Потом – что бросать нельзя: бросишь один, он поймёт, что есть второй, и станет искать, и до темноты найдёт.
Потом додумал до конца и понял, что он сделал мне подарок, сам того не желая: покуда его машина стоит против первого прохода, она не стоит против второго, а машина у него на этом боку одна – мы её считали трижды, и трижды выходила одна.
Её выкатили и поставили не в нишу, а открыто, за мешками, и это означало, что он не прячет: он показывает.
– Приглашает, – сказал Туров.
– Приглашает.
– И что теперь? Идти вторым?
– Вторым пойдёт первая партия. И первым тоже пойдёт первая партия.
Туров посмотрел на меня.
Объяснять я не стал при людях, а объяснил после, когда мы сошлись у карты, выложенной кольями: пойдут по обоим, и по первому пойдут первыми, и пойдут по нему четверо, и задача этих четверых – не пройти, а быть замеченными.
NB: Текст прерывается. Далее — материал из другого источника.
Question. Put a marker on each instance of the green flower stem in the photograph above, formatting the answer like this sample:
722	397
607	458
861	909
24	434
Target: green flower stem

– Это самоубийство, – сказал Ветлугин.
– Это работа, – сказал Ковтун. – Четверо не пройдут, ежели побегут. Ежели поползут по краю, по воде, и после лягут – постоят минуту и уйдут.
– А ежели не уйдут?
Ковтун промолчал.
Я тоже промолчал, потому что честного ответа у меня не было, а нечестного давать не хотел.
– Четверо на минуту, – повторил Ветлугин. – А если он положит их за полминуты?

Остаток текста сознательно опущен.